Text documents meant for human authoring and reading have design needs that only XML can address. Examples of semi-structured documents include catalogs, press releases, news reports, and technical documentation. Even highly structured data becomes semi-structured if it includes comments, descriptions, or instructions meant to be read by people.
XML supports the development of semi-structured documents that contain both relational meta data (the structure) and free-form (unstructured) formatted text. The meta data (that is, the XML tags) meets the programmatic need for structure. Without meta data, a computer program cannot understand the content. Formatted text meets the human and business need to express richly styled content. Without style, the content is dry and unattractive.
The paragraph you are reading now is an example of formatted text. Most document editors display content (unstructured data) as WYSIWYG (what you see is what you get). For a business user to comfortably create semi-structured textual documents, a document editor must allow the author to add style to the text.
Variations of Structured and Unstructured Data
Two kinds of semi-structured data exist between highly structured and unstructured data:
highly structured data
structured data with unstructured elements
unstructured documents with tagged meta data
Structured data with unstructured elements is commonly used in web forms, where most fields are tightly constrained (for example, "State" must be selected from a list and "ZIP" must be all digits), yet a 'comment' field is available for human-readable content.
<product> <name>Deluxe Widget</name> <listprice units="usd">$19.95</listprice> <radius>6mm</radius> <description> This <em>deluxe <strong>gold</strong> plated</em> product fits most attachments. </description> </product>
For this kind of document, use a DTD or schema to validate the structure, and include an unstructured element (for example, description) that allows both text and tags. In a DTD, this element would typically be defined as
<!ELEMENT description ANY>
Unstructured documents with tagged meta data are less common but offer the best promise for content that can be effectively searched. HTML provides some meta tags, like <ADDRESS> and <CODE>, but XML provides the flexibility to create custom tags.

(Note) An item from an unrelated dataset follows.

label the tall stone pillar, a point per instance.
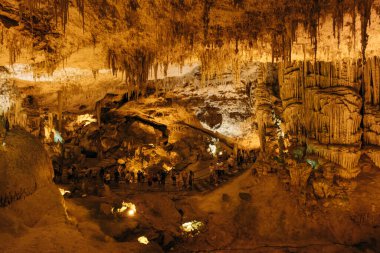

<owner studentid="2456">Jim Smith</owner> owns a <automobile model="OCC96">Cutlass Ciera</automobile>. <my:conditional value="birds"> <my:reference> <my:author>Joe Kluck</my:author> in his article <my:title type="article">Why Chicken have Wings</my:title> <my:bibliography>(<my:source><my:periodical>Poultry Monthly</my:periodical> <my:issue>September 2001</my:issue></my:source>, page <my:page>9</my:page>)</my:bibliography> dispels the usual stereotypes of flightless birds." </my:reference> </my:conditional>
This kind of document must be well formed to allow processing by an XML parser but is usually not validated against a DTD or schema. For such a document, XHTML is a natural choice because it is well formed, has extensive formatting capability, and custom XML tags can be added without causing display problems in browsers. Note the namespace "my" was used to distinguish the custom XML tags from standard HTML tags.